S’exprimant en marge de l’Assemblée générale des Nations unies à New York, Masoud Pezeshkian a précisé avoir rencontré le président français Emmanuel Macron, ainsi que des représentants de la Norvège, de la Finlande, de la Suisse et le président du Conseil européen. Lors de ces rencontres, il a exposé les positions de l’Iran sur les questions nucléaires et les sanctions.
« Les dirigeants européens ont exprimé leur mécontentement face à la situation actuelle », a déclaré le président Pezeshkian, « mais concrètement, aucune action n’est entreprise. Les discussions avec les Américains, quant à elles, ont été marquées par des excuses répétées. »

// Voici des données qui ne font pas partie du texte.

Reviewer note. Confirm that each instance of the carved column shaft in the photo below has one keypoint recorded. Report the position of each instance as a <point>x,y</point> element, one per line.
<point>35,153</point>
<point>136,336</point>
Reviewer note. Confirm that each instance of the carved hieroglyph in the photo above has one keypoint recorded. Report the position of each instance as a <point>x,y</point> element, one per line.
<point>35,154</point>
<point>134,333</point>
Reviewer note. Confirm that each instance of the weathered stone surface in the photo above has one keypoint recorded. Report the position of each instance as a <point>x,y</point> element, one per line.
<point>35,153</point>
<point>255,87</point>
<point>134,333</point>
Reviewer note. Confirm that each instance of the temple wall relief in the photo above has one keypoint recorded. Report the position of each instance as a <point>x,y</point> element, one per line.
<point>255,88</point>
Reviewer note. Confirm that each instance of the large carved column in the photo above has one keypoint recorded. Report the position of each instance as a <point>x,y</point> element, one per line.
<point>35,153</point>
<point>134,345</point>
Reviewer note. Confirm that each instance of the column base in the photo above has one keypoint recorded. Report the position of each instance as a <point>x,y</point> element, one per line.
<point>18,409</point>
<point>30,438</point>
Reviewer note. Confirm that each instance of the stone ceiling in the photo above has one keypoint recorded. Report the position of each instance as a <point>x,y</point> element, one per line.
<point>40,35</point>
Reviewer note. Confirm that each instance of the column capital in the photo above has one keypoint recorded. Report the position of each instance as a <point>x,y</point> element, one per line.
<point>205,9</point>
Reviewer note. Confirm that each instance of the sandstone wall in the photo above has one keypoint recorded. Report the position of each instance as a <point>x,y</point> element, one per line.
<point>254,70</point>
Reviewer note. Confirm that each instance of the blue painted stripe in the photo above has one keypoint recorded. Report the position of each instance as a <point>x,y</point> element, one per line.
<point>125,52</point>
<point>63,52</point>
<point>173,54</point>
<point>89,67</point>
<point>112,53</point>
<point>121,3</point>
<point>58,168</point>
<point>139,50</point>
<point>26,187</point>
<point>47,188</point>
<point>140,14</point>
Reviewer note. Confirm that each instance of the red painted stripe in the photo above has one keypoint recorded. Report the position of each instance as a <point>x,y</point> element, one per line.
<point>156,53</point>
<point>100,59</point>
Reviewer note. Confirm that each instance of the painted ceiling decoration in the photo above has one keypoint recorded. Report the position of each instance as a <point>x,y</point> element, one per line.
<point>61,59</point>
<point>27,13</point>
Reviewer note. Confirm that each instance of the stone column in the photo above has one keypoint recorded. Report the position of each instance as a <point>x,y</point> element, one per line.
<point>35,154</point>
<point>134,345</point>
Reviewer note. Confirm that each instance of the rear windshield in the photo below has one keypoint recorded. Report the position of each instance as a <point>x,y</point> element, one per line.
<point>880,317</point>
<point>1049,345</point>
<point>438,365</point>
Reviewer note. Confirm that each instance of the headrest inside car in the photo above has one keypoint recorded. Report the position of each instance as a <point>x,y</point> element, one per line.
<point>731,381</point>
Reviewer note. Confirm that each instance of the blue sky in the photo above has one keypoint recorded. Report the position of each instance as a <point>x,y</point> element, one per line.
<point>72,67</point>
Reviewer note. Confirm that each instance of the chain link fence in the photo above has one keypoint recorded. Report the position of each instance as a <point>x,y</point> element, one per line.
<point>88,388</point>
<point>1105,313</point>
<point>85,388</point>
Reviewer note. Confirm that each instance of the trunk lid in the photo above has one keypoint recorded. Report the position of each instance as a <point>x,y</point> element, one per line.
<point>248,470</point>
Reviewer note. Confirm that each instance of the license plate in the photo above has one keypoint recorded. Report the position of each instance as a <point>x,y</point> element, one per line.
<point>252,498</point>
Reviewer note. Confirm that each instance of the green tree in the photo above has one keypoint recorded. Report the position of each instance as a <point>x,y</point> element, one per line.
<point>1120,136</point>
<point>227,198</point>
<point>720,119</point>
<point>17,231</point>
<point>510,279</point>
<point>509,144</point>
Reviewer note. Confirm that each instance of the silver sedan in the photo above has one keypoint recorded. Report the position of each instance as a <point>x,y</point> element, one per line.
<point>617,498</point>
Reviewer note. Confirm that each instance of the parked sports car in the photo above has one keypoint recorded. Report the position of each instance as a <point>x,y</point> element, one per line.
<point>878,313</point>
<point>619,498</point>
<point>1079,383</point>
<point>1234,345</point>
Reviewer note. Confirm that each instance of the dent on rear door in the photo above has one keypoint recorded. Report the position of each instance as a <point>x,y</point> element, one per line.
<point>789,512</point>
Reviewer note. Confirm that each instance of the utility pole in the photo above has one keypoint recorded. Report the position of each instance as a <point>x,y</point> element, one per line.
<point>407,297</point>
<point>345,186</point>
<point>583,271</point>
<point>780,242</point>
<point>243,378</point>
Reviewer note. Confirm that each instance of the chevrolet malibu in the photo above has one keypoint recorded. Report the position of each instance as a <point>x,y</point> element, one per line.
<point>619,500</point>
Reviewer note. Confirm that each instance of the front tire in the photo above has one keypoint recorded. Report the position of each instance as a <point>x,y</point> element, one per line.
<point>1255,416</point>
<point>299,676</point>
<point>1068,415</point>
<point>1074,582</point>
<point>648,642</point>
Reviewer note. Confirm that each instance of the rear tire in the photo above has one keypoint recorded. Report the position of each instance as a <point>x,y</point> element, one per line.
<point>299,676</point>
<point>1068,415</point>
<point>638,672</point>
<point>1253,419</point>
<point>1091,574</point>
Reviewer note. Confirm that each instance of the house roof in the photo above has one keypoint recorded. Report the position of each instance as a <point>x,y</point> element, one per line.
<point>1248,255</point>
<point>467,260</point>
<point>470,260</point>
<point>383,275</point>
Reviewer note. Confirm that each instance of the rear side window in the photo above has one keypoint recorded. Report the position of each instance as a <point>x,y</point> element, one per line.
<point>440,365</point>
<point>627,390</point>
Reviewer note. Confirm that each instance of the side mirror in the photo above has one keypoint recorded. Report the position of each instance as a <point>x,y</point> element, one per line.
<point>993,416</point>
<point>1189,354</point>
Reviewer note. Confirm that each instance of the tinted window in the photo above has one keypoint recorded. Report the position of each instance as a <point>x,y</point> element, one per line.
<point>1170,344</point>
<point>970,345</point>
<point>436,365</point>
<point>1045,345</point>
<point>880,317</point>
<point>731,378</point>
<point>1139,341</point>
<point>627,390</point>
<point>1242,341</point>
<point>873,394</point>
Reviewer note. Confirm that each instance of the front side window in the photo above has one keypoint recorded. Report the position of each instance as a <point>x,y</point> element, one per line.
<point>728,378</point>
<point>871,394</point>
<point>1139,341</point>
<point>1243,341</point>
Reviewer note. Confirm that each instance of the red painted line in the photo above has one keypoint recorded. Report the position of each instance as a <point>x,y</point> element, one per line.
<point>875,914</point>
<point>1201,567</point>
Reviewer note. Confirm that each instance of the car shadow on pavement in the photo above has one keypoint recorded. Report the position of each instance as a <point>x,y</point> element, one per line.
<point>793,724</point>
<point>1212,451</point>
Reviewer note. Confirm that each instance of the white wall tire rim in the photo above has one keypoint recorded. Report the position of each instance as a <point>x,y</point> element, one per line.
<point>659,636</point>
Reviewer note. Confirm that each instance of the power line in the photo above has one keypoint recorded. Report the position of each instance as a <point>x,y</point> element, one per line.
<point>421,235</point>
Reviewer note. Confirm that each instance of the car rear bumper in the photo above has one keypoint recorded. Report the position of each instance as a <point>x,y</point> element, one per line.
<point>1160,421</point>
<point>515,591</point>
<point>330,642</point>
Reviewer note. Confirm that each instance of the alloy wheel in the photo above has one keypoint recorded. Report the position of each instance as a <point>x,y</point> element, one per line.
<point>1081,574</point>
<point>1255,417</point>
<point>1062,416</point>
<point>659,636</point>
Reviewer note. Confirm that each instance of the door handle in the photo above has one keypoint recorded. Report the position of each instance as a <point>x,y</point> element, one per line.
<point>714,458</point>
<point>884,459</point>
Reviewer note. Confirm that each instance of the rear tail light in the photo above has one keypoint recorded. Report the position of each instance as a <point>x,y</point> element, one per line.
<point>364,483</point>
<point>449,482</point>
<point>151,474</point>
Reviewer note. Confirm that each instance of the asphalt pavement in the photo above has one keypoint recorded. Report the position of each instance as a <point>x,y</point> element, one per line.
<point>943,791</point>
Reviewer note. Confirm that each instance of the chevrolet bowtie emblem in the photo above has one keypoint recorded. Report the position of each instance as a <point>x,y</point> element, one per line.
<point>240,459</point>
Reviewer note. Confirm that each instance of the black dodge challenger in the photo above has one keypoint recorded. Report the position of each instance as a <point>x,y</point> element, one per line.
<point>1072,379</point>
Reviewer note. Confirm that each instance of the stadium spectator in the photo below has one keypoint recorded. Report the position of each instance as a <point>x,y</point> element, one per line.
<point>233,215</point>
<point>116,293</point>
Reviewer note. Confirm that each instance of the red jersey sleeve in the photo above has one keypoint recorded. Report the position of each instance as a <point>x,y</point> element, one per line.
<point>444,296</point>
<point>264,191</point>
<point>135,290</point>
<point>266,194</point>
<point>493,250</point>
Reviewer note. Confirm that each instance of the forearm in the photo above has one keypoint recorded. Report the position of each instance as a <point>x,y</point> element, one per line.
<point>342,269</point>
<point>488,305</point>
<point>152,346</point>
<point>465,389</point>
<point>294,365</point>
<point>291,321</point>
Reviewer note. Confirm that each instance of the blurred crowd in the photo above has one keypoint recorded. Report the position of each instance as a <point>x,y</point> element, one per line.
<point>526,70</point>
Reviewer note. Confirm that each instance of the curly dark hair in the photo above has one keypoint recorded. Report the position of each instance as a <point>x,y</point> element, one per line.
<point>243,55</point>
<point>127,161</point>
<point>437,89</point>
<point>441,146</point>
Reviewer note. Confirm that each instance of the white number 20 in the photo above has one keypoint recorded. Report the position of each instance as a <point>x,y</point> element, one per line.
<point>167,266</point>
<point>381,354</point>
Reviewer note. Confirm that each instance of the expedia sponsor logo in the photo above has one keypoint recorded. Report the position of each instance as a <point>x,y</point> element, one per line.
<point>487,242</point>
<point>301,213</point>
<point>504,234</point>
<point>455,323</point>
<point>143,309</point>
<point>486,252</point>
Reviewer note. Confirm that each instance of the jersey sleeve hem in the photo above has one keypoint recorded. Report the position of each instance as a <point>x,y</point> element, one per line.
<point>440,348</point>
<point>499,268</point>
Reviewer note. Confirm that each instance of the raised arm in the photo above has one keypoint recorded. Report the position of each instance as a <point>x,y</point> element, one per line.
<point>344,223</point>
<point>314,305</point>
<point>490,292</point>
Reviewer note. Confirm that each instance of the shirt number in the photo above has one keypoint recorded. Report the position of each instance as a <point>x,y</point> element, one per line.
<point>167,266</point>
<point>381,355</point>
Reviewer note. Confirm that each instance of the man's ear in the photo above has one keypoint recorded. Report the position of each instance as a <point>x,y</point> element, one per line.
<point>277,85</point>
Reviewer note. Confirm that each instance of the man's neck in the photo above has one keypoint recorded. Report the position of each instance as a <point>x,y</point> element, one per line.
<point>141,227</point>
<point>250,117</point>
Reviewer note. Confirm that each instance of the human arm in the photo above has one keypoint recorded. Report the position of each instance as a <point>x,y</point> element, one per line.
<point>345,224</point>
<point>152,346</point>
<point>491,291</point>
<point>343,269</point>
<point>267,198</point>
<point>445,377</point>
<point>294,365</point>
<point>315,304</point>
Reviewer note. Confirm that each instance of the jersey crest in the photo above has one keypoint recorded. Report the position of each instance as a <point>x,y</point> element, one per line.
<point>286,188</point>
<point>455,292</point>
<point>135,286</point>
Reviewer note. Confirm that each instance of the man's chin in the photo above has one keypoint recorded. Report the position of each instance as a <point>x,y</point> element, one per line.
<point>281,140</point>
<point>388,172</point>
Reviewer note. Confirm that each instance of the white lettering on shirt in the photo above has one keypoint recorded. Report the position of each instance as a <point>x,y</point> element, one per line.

Le président iranien a également souligné que les échanges avec des groupes de réflexion et des centres de recherche américains ont confirmé une volonté affichée des États-Unis de freiner la puissance iranienne. « Il est devenu clair que les États-Unis ne souhaitent pas voir un Iran fort et cherchent à nous affaiblir progressivement », a-t-il ajouté. « Cela nous oblige à redoubler de vigilance. »
Concernant le programme nucléaire iranien, Masoud Pezeshkian a réitéré la volonté de Téhéran de dialoguer et de faire preuve de transparence. « Nous avons déclaré notre ouverture au dialogue et à la transparence concernant notre programme nucléaire, mais l’autre partie, sous prétexte constant, ne démontre aucune réelle volonté de résoudre le problème », a-t-il conclu.